Simplify x/(1-1/(1+1/(x-1)))
The question asks for the simplification of a mathematical expression that consists of a fraction and several nested fractional parts, specifically in the form of a continued fraction. The algebra involved would typically require the application of fraction operations such as finding a common denominator, simplification by performing addition or subtraction of fractions, and possibly rearranging the expression to isolate the variable x in order to simplify the entire expression into a more manageable and reduced form.
$\frac{x}{1 - \frac{1}{1 + \frac{1}{x - 1}}}$
Answer
Solution:
Step:1
Transform the denominator into a simpler form.
Step:1.1
Express $1$ as a fraction with a common denominator. $\frac{x}{1 - \frac{1}{\frac{x - 1}{x - 1} + \frac{1}{x - 1}}}$
Step:1.2
Combine the terms in the numerator over the shared denominator. $\frac{x}{1 - \frac{1}{\frac{x}{x - 1}}}$
Step:1.3
Simplify the fraction inside the denominator.
Step:1.3.1
Combine like terms. $\frac{x}{1 - \frac{1}{\frac{x}{x - 1}}}$
Step:1.3.2
Express $x$ as a sum with zero. $\frac{x}{1 - \frac{1}{\frac{x}{x - 1}}}$
Step:2
Refine the denominator further.
Step:2.1
Multiply the numerator by the inverse of the denominator. $\frac{x}{1 - \left( \frac{x - 1}{x} \right)}$
Step:2.2
Multiply $\frac{x - 1}{x}$ by $1$. $\frac{x}{1 - \frac{x - 1}{x}}$
Step:2.3
Convert $1$ to a fraction with the same denominator. $\frac{x}{\frac{x}{x} - \frac{x - 1}{x}}$
Step:2.4
Add the numerators over the common denominator. $\frac{x}{\frac{1}{x}}$
Step:2.5
Express the fraction in the denominator in a simplified form.
Step:2.5.1
Apply the distributive property. $\frac{x}{\frac{1}{x}}$
Step:2.5.2
Simplify the expression. $\frac{x}{\frac{1}{x}}$
Step:2.5.3
Reduce the terms. $\frac{x}{\frac{1}{x}}$
Step:2.5.4
Finalize the simplification. $\frac{x}{\frac{1}{x}}$
Step:3
Multiply the numerator by the reciprocal of the denominator. $x \cdot x$
Step:4
Compute the product of $x$ with itself. $x^2$
Knowledge Notes:
To solve the given problem, we need to simplify a complex rational expression. The key steps in this process include:
Common Denominator: Finding a common denominator is essential when dealing with complex fractions. It allows us to combine fractions into a single term.

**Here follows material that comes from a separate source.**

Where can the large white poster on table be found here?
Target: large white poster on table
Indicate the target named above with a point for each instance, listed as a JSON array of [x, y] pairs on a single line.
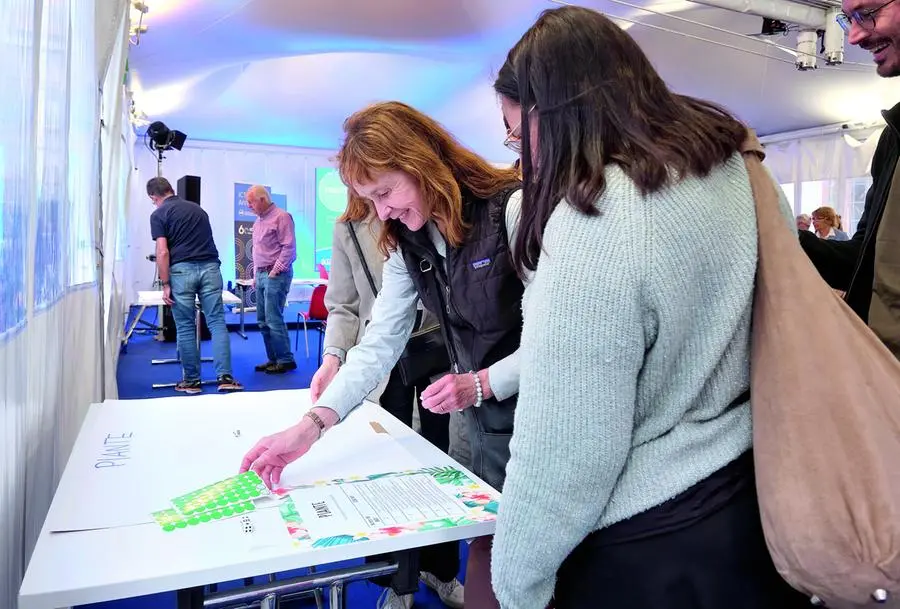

Simplifying Complex Fractions: This involves rewriting nested fractions into a simpler form by combining terms and using the property that $\frac{1}{\frac{a}{b}} = \frac{b}{a}$.
Distributive Property: The distributive property states that $a(b + c) = ab + ac$. It is used to simplify expressions and to remove parentheses.
Multiplying Fractions: The multiplication of fractions is straightforward: $\frac{a}{b} \cdot \frac{c}{d} = \frac{ac}{bd}$. When multiplying a fraction by its reciprocal, the result is 1.
Simplifying Algebraic Expressions: This involves combining like terms and reducing expressions to their simplest form.
Multiplication of Variables: When multiplying a variable by itself, we use exponents to express the product. For example, $x \cdot x = x^2$.
By following these steps and applying these principles, we can simplify the given complex rational expression to $x^2$.